Key S3A Configuration Parameters
As we worked with the customer we observed some of the settings within the application were still not taking full advantage of the storage appliances they purchased.
Utilizing spark-submit, a command line utility for execution parameters, we identified a few settings that were critical in resolving the performance issues when writing data to the S3A object store.
- Use the Version 2 Output Committer: The default committer in Hadoop 2.x is inefficient for object stores because it relies on slow rename operations. Version 2 is optimized for S3.
#bash --conf spark.hadoop.mapreduce.fileoutputcommitter.algorithm.version=2
- Enable Fast Uploads: This setting enables multipart uploads, which allows a single output stream to be written in parallel, significantly improving write throughput for large files.
#bash --conf spark.hadoop.fs.s3a.fast.upload=true
- Configure a Buffer Directory: By default, the S3A connector may buffer data to /tmp before uploading. If this local directory is slow or too small, it becomes a bottleneck. Pointing the buffer to a larger, dedicated filesystem can dramatically help. This is especially useful for environments where workers have access to high-speed local or shared storage for temporary data. The same FlashBlade can also provide high-performance shared NFS storage for this purpose. As the Hadoop documentation states, this can "absorb bursts of data."

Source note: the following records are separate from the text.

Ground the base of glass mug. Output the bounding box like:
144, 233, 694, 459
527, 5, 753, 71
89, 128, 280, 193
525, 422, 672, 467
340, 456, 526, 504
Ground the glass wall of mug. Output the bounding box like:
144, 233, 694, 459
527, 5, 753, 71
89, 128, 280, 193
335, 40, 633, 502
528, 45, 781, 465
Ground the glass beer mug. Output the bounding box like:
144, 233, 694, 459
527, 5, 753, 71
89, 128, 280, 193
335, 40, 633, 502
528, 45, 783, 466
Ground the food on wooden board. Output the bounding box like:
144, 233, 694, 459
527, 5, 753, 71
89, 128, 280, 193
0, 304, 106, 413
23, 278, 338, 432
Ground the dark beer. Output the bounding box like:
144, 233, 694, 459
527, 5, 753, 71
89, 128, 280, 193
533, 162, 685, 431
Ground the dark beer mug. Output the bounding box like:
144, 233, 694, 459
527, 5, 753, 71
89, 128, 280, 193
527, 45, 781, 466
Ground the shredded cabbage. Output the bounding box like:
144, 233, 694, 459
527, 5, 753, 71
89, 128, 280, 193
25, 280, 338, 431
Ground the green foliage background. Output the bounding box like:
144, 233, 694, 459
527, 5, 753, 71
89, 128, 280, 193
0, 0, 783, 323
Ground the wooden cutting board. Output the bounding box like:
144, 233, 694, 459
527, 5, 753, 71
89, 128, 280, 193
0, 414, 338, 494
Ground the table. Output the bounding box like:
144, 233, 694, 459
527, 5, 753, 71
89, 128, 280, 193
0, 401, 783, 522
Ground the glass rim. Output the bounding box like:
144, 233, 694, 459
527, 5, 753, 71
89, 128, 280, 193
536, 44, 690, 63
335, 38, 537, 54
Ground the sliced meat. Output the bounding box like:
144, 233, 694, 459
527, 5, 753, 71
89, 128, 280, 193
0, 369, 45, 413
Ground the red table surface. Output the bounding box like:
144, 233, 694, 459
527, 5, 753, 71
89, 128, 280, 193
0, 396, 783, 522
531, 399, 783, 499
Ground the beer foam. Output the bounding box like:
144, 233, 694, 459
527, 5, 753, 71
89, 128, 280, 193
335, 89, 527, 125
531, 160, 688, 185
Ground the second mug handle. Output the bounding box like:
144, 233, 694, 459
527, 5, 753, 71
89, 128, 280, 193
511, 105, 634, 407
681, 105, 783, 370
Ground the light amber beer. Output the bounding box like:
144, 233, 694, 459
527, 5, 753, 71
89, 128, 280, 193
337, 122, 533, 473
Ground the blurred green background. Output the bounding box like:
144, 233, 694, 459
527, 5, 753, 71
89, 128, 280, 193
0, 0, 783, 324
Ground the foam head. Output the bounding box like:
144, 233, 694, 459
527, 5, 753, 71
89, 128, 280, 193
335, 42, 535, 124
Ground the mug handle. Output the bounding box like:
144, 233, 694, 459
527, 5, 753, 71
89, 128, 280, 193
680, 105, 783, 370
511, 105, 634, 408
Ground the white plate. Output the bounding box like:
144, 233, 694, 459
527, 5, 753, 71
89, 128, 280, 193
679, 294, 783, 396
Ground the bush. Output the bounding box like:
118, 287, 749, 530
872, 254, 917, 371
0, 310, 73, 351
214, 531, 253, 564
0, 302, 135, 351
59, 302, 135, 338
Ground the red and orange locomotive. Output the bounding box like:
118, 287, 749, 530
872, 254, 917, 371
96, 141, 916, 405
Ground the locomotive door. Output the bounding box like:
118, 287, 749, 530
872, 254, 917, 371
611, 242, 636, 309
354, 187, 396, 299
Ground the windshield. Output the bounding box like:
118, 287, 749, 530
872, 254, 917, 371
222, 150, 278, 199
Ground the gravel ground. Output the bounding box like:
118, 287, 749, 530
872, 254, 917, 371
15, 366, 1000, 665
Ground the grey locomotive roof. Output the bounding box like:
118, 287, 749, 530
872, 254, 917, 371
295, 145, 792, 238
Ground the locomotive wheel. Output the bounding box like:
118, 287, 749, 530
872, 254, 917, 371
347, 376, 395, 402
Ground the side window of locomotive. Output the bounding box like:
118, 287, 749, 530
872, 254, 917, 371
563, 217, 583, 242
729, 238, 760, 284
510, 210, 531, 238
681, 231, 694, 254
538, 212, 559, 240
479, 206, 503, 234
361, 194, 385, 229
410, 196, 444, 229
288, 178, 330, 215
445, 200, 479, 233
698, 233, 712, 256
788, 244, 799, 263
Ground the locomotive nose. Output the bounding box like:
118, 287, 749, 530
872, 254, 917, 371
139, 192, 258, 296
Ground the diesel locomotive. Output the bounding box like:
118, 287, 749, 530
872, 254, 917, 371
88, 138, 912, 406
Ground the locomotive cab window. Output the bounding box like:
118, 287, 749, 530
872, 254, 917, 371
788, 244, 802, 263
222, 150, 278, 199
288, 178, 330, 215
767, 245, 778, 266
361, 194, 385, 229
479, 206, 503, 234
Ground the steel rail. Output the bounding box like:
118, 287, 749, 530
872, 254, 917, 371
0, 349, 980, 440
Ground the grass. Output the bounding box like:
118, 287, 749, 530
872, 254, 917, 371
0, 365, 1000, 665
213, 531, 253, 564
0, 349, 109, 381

# bash # Point to a larger, faster local volume for buffering like FA or FB --conf spark.hadoop.fs.s3a.buffer.dir=/path/to/larger/volume
The combination of these three settings are some simple steps you can take to help resolve the application-level bottlenecks, allowing your jobs to better leverage the full parallelism of the FlashBlade storage backend.
Conclusion
Moving to a high-performance, disaggregated storage platform like FlashBlade is a critical first step in modernizing analytics, but it often reveals other performance bottlenecks that lie within the application itself. By analyzing Spark task-level metrics for outliers in duration and input size, engineers can pinpoint the exact cause of the inefficiency and confirm that the storage is sitting idle while the application struggles to distribute work. This, combined with leveraging modern features like Adaptive Query Execution (AQE) and properly sizing executor and driver memory, ensures the application can match the parallelism of the storage appliance like FlashBlade.